第18話 白い炎であり、そうでない女

 わざとらしいまでに南国風のオアシス。

 日本人にそれをみせるのであれば、もっと美しい湖のほとりとかないのかと思いながらも、脳裏に浮かぶ言葉は黄泉戸喫。 

 日本神話で伊弉冉様が、迎えに来た伊弉諾様と一緒に戻れないと言った理由はこれだ。あの世のものを口にしたが最後、現世には戻れませんというやつ。

 どうあってもこの世界は私を死後の世界の住人にしたいらしい。

 見るからにとんでもなく美味しいお水なのだろうけれど、忍耐あるのみ。

 しかしながら、飲んでしまいたい欲求に負けそうになりそうなほど綺麗な水。

 飲まないと決めても、飲みたい欲求は湧き上がってくる。

 必死に欲求と戦う。もうこんな幻影見せるなとかぶりを振った瞬間、自分以外の誰かの気配を感じて、辺りを見回す。

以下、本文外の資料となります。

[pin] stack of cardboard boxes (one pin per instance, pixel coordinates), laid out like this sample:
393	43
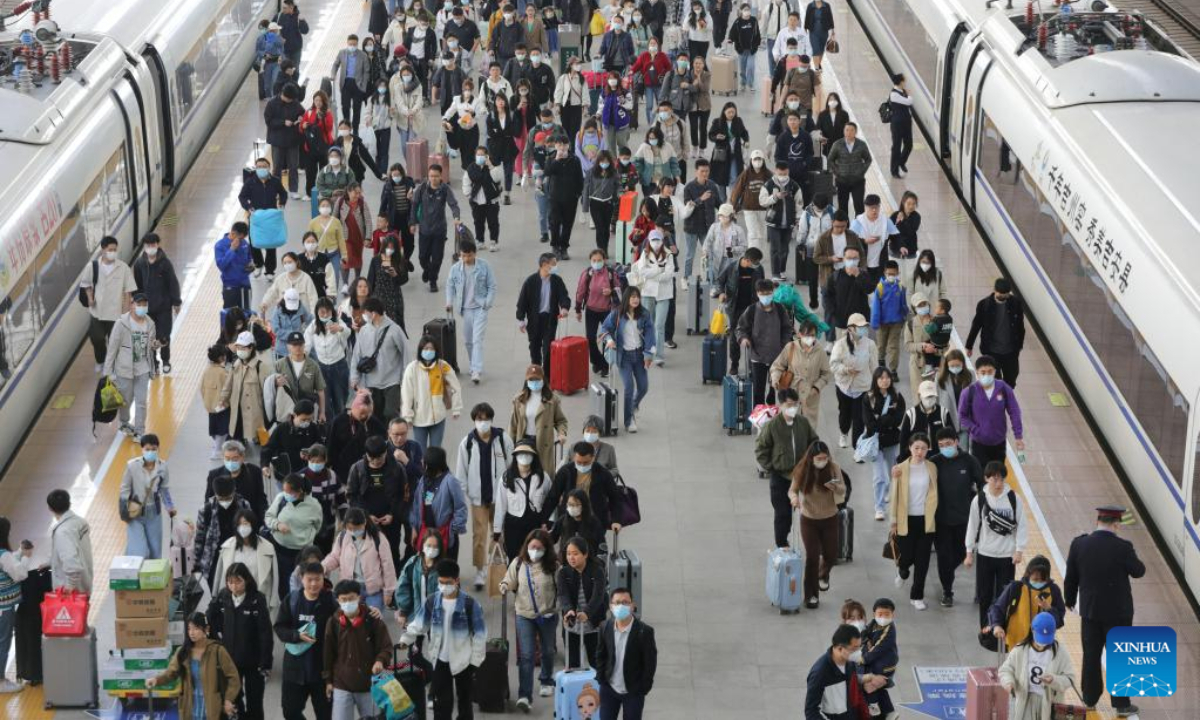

 ほんの数秒前には確かに感じていたその気配が今はどこにも探せない。 

 だが、何か言葉に出来ないが違和感があった。

 重なり合うことのない世界がリンクする、そんな感じだ。

「またステージが変わった?」

 悪鬼の臭いがしない。

 うっすらとだが花の香りすらする。でも、この花の香りとは何かが違う。

 植物の自然の香りでもない。香水のようなどこか造られた香りがごくわずかだが鼻腔をかすめる。

 四方八方敵だらけのステージのど真ん中にぽっかりと現れた異様すぎる空間。

 腫れあがった唇の端が不快感を与えてくる。それにそっと指で触れてみると跳ね上がりそうになるほど痛みを感じ、声をあげそうになった。

「夢ではないらしい」

 うっかりすると眠りの世界へ誘われそうになっていそうなところを、わざと傷の痛みを利用して覚醒のための荒療治する。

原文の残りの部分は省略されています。